Option 1 – Maintaining the status quo;

Option 2 – Mandatory folic acid fortification of all bread-making flour;


KEY ISSUES IDENTIFIED FROM SUBMISSIONS

1. Regulatory options

Reasons for and against each of the regulatory options included:



1.1 Maintaining the status quo



Support
Those in favour of maintaining the status quo expressed concern about a range of issues, including:


  • the health risks from increased folic acid are not fully known;

  • folic acid supplements will still be required;

  • consumer choice is reduced;

  • the proposal uses a population-wide approach for the benefit of a small sub-group of the population; and

  • the impact on organic breads as the addition of synthetic substances is not permitted.
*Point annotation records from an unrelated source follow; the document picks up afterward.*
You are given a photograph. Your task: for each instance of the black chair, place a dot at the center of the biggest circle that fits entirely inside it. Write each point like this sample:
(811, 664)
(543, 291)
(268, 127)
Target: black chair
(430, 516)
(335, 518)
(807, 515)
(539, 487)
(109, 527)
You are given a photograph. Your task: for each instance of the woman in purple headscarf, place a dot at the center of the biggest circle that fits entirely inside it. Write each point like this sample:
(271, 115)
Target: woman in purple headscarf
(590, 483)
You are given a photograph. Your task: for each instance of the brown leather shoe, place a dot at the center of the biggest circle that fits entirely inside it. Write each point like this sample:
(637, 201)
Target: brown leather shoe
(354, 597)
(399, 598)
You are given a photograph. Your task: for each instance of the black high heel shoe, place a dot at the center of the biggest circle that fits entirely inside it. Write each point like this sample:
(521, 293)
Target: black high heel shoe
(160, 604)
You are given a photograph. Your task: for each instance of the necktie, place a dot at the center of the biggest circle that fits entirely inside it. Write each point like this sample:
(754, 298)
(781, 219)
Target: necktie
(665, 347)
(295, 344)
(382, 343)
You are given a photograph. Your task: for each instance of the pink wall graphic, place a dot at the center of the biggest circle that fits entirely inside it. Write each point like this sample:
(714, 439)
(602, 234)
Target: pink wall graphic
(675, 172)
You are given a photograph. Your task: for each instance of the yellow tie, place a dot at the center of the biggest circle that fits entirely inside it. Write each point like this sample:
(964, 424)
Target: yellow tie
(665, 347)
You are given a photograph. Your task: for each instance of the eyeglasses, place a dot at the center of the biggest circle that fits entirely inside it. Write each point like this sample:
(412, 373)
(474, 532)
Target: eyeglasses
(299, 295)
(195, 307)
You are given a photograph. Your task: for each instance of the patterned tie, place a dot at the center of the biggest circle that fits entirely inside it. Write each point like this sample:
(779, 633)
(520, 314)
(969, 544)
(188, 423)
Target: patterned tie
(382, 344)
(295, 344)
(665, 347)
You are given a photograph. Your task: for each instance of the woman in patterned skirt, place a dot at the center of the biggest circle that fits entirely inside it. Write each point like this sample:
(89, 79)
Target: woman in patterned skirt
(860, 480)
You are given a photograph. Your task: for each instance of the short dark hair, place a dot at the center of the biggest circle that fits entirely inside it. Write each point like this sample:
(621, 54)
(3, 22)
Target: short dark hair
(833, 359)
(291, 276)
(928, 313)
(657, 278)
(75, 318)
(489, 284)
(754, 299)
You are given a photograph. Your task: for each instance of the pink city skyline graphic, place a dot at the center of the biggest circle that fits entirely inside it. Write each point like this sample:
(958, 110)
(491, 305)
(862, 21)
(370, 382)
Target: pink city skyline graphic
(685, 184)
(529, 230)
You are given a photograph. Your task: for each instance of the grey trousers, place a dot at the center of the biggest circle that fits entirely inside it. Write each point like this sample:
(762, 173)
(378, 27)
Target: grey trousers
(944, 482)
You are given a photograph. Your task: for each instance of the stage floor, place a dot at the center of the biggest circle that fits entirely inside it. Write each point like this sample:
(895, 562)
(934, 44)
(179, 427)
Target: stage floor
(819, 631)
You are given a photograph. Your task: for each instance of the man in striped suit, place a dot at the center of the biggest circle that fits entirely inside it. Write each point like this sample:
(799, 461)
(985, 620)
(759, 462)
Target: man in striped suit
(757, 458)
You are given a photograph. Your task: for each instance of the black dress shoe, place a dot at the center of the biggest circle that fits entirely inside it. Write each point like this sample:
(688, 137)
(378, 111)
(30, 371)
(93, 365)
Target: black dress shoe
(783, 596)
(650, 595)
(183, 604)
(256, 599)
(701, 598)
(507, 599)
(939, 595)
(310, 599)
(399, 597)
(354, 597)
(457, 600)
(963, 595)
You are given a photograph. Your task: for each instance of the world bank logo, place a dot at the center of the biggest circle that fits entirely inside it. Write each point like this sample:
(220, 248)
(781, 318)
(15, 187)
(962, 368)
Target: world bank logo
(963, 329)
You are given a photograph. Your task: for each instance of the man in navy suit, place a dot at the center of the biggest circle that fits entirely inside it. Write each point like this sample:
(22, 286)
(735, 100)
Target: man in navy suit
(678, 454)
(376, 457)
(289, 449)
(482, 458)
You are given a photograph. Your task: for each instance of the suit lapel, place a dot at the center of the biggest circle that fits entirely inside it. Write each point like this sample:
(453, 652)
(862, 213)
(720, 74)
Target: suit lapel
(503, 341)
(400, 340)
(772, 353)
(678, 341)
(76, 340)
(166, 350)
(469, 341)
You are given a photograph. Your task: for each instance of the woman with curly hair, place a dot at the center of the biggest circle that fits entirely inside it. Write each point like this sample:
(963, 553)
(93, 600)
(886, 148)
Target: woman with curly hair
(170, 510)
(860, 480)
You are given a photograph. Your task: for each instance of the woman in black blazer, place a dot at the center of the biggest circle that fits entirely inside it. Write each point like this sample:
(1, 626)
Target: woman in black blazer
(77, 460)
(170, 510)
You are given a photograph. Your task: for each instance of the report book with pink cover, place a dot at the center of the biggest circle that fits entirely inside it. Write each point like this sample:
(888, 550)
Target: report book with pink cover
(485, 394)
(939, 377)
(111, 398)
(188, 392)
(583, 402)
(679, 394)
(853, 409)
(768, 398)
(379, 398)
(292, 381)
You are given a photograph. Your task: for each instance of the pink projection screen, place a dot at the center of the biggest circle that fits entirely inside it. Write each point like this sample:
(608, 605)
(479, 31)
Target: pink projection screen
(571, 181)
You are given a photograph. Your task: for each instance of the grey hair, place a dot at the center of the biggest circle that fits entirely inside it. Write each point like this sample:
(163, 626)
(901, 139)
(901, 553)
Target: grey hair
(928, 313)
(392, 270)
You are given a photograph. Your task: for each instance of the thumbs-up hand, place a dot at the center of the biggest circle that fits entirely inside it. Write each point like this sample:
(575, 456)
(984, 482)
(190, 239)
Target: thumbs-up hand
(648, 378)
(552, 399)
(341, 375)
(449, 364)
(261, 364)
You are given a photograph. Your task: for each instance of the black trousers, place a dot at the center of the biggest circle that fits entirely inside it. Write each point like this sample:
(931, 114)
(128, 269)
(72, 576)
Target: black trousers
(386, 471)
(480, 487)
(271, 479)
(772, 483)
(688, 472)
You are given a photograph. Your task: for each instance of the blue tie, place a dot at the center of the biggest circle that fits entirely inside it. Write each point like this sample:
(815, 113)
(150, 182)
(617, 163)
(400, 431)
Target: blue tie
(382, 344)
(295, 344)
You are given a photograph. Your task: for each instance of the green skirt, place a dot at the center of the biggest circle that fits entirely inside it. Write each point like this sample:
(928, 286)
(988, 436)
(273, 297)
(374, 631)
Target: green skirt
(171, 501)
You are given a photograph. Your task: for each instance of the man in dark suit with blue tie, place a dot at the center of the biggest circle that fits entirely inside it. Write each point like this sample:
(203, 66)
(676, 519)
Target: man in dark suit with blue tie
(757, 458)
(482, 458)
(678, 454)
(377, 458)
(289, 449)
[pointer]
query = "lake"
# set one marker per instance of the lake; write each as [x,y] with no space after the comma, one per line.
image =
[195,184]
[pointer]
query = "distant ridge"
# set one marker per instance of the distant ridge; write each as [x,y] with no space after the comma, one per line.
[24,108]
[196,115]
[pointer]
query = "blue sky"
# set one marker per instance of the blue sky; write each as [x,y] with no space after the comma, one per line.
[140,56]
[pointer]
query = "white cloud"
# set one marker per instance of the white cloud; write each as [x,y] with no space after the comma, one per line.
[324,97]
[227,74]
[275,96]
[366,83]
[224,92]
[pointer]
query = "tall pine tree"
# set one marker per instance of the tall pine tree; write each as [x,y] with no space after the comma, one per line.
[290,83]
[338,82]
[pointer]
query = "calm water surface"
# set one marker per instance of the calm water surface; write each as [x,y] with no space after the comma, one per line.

The low prevalence of NTDs and the reduction in NTD rates were also noted, as was the perception that the implementation of mandatory fortification was a foregone conclusion.


Opposed
Those against maintaining the status quo noted the limited effectiveness of voluntary fortification, supplementation and health promotion. Some considered the preferred approach was a long overdue public health measure. It was acknowledged the current uptake of voluntary fortification by industry food is low and uptake of folic acid supplements is inadequate especially by those in lower socio-economic groups and Indigenous women.
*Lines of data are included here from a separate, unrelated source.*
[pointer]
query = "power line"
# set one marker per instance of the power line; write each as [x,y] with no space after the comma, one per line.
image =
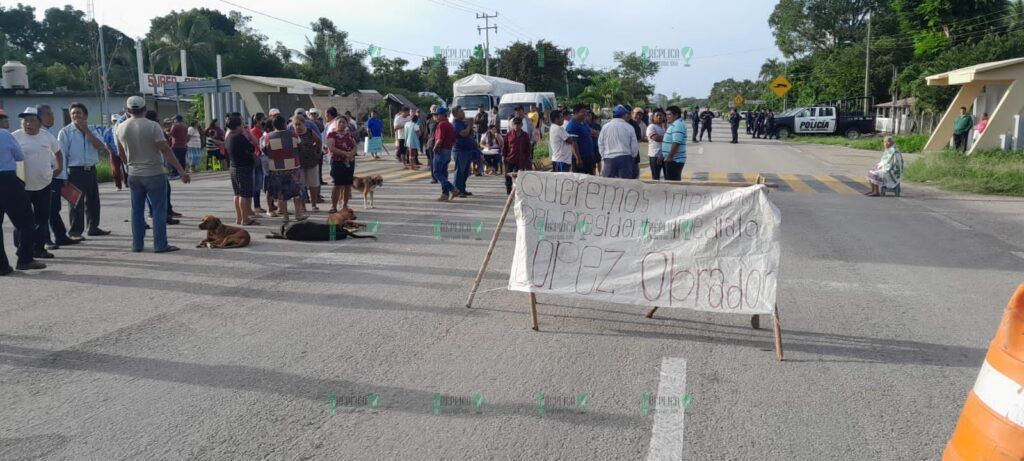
[512,26]
[960,24]
[311,30]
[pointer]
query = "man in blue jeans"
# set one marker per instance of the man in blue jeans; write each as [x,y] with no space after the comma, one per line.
[443,140]
[464,151]
[142,147]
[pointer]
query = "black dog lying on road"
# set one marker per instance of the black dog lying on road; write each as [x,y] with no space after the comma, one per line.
[313,232]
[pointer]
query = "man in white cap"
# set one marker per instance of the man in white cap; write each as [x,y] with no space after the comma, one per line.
[315,118]
[14,204]
[39,168]
[617,144]
[142,147]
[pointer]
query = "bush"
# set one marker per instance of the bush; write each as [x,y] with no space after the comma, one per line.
[909,143]
[995,172]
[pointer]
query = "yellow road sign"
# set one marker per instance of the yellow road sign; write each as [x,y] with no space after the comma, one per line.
[780,85]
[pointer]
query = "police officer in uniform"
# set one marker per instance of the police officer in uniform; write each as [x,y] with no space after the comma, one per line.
[695,119]
[706,119]
[734,125]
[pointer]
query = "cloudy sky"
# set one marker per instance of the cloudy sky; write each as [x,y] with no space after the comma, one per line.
[727,38]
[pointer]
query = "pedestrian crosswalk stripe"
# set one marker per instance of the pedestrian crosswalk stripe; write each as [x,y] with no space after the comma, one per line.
[795,183]
[779,183]
[413,177]
[393,172]
[859,186]
[815,183]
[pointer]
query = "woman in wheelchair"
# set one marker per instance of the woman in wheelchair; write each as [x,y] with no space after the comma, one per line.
[889,172]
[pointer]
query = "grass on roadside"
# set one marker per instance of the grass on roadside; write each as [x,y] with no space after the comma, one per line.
[993,172]
[909,143]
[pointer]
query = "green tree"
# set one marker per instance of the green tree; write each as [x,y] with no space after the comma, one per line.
[474,66]
[771,69]
[802,27]
[435,77]
[636,73]
[391,73]
[606,90]
[329,58]
[22,31]
[939,25]
[522,63]
[189,31]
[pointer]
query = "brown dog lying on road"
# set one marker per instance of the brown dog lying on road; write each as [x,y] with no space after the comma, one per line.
[220,236]
[367,184]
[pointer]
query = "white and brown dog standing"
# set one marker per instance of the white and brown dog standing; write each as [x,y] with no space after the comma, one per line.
[367,184]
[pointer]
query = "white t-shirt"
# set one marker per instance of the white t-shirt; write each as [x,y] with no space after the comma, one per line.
[399,121]
[653,147]
[560,152]
[39,162]
[195,140]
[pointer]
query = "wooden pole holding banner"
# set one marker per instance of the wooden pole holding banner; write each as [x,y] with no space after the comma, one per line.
[491,250]
[532,309]
[778,334]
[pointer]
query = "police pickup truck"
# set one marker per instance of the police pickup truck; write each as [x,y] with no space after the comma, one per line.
[822,120]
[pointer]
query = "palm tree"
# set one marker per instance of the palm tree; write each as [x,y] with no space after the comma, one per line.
[771,69]
[606,90]
[190,33]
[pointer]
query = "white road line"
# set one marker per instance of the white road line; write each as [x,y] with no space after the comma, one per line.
[952,222]
[667,434]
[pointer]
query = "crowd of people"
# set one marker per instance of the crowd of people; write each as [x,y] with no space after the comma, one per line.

It was noted that not all women respond to educational messages and the status quo disadvantages women who have unplanned pregnancies. Some individuals and health professionals who had direct experience with NTDs acknowledged the trauma associated with terminating an NTD affected pregnancy.
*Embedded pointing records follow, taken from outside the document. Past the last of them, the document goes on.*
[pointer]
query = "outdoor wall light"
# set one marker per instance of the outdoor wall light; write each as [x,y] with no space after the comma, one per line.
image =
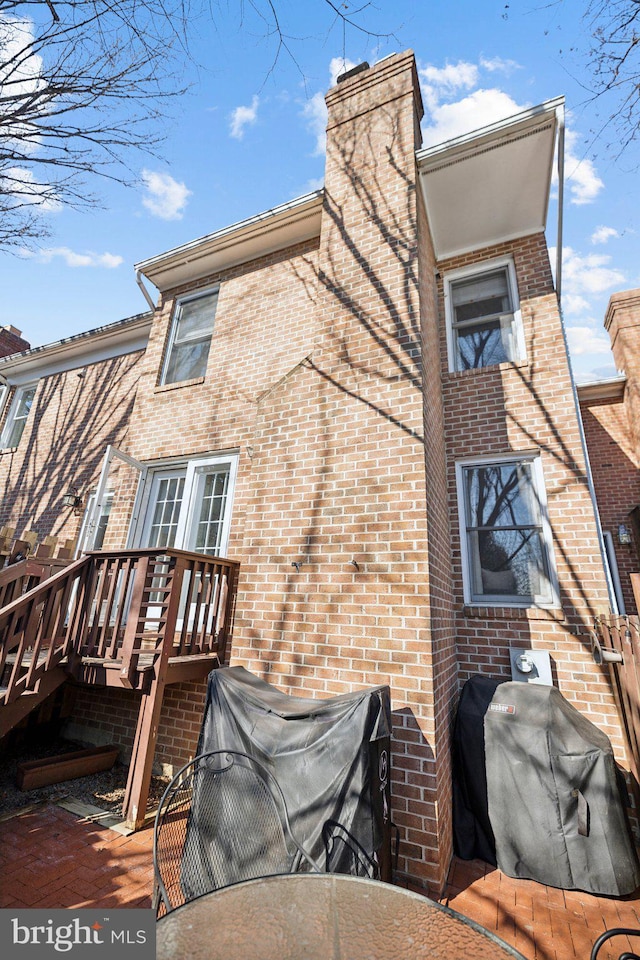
[72,498]
[624,533]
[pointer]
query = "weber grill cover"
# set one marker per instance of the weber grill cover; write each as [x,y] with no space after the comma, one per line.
[554,802]
[330,757]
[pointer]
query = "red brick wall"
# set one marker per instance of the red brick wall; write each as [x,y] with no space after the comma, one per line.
[71,422]
[525,407]
[328,373]
[11,341]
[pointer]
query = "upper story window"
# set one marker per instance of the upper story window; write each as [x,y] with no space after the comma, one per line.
[190,338]
[506,538]
[17,416]
[483,317]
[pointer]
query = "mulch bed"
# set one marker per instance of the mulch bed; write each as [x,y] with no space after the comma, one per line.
[104,790]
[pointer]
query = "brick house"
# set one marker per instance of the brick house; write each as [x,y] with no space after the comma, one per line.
[362,396]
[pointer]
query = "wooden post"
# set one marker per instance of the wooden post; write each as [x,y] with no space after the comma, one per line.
[635,586]
[144,747]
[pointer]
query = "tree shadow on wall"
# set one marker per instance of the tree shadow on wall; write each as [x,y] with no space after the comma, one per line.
[69,452]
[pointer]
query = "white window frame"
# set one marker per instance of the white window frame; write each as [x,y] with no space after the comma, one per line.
[468,273]
[612,562]
[89,526]
[11,415]
[171,342]
[507,600]
[194,469]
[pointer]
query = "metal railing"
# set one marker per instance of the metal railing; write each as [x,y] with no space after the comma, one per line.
[128,609]
[617,643]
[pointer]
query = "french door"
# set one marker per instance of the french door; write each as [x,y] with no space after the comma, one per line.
[188,506]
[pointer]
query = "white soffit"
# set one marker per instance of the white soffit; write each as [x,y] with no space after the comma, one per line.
[265,233]
[491,185]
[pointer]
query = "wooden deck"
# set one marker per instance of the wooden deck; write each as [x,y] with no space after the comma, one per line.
[51,857]
[138,619]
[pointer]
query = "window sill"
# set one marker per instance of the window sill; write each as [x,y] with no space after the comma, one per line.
[502,611]
[495,367]
[165,387]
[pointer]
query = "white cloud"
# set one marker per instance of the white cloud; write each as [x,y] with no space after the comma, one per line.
[314,110]
[603,234]
[72,259]
[21,184]
[574,303]
[590,274]
[20,71]
[480,108]
[166,198]
[242,117]
[584,341]
[582,179]
[316,183]
[450,117]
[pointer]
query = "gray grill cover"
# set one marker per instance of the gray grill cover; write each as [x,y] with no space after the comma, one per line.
[554,802]
[330,757]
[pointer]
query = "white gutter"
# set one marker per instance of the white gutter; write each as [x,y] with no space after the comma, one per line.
[213,239]
[145,292]
[574,389]
[475,137]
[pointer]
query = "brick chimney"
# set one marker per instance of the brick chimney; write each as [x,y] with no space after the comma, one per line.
[622,320]
[11,341]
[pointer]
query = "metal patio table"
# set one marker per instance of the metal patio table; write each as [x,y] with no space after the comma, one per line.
[322,917]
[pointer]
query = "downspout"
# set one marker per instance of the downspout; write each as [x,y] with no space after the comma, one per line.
[592,492]
[145,292]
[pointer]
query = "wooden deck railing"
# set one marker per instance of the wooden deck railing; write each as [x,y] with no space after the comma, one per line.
[617,643]
[127,609]
[20,577]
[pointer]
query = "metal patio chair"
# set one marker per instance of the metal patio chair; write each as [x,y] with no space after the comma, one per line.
[344,854]
[222,819]
[615,932]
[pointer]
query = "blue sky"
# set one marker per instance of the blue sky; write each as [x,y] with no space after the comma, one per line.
[249,136]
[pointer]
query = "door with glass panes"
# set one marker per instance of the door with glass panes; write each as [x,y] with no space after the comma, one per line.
[189,506]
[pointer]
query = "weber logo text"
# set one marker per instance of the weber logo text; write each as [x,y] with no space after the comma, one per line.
[40,933]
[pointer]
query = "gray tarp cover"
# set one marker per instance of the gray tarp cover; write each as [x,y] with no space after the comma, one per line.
[554,803]
[330,757]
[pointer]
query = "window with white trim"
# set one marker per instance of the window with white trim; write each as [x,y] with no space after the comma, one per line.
[483,317]
[17,416]
[506,538]
[190,338]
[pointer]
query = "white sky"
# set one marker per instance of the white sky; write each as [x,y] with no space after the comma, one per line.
[247,138]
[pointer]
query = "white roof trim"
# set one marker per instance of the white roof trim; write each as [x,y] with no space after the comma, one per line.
[610,389]
[492,185]
[493,131]
[275,229]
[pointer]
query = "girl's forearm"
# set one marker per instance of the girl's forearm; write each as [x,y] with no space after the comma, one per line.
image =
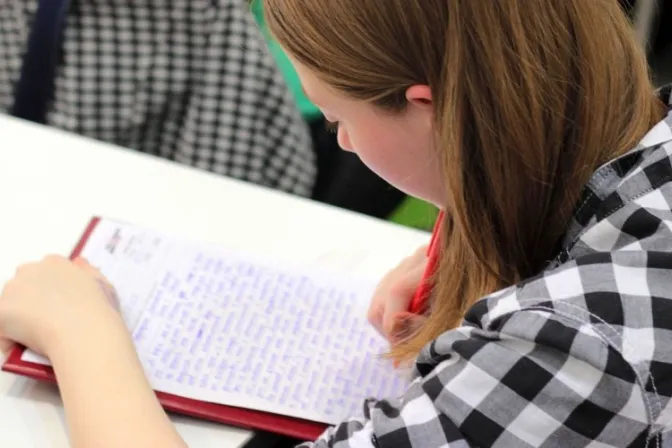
[108,399]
1.2 Mandatory folate fortification



Support
Those in support of mandatory folic acid fortification recognised its capacity to reach a broad spectrum of the population, particularly disadvantaged population groups who may not respond to education and supplement promotion. The proposed approach was recognised as a safe and effective public health intervention that can reduce the incidence of NTDs, improve serum folate and lower homocysteine. Its success internationally in reducing NTDs was recognised. The potential for mandatory folic acid fortification to positively influence other health outcomes was mentioned frequently, although few references were provided apart from those included in the Draft Assessment Report. The limitations of voluntary fortification were acknowledged, particularly its susceptibility to market forces. The lack of widespread folic acid supplement use among the target group was also acknowledged, despite health promotion.
Against
A significant number of submissions were opposed to the mandatory fortification proposal but did not specify their preference for a regulatory option. Many submitters opposed the preferred mandatory approach because:


  • the effectiveness in reducing NTDs based on the proposed fortification level was not considered sufficient justification for population wide consumption of folic acid;

  • it did not provide sufficient consumer choice;

  • it resulted in ‘mass medication’ of the population;

  • the possible health risks and future health risks are unknown, especially for children and the elderly;

  • there are technical difficulties and significant cost implications for industry fortifying the proposed food vehicle to the required level; and

  • there is a need for further research and consideration before mandatory fortification is presented as the final option.

Alternative approaches (presented below as a separate issue) were suggested by a number of submitters, particularly industry and one jurisdiction. Many favoured extension of voluntary permissions (as this approach allows for consumer choice) combined with enhanced education, and increasing the level of folic acid permitted in foods (in keeping with the recently revised Nutrient Reference Values).


Many submitters stressed the need for a national monitoring and surveillance system to be in place prior to implementation.
Some submitters considered the proposed approach did not align with the Ministerial Council Policy Guidelines.
The assessment examining the effectiveness of current voluntary permissions was considered inadequate, given the limited data. The recent UK and Irish Food Standards Agency reports were noted as not being considered.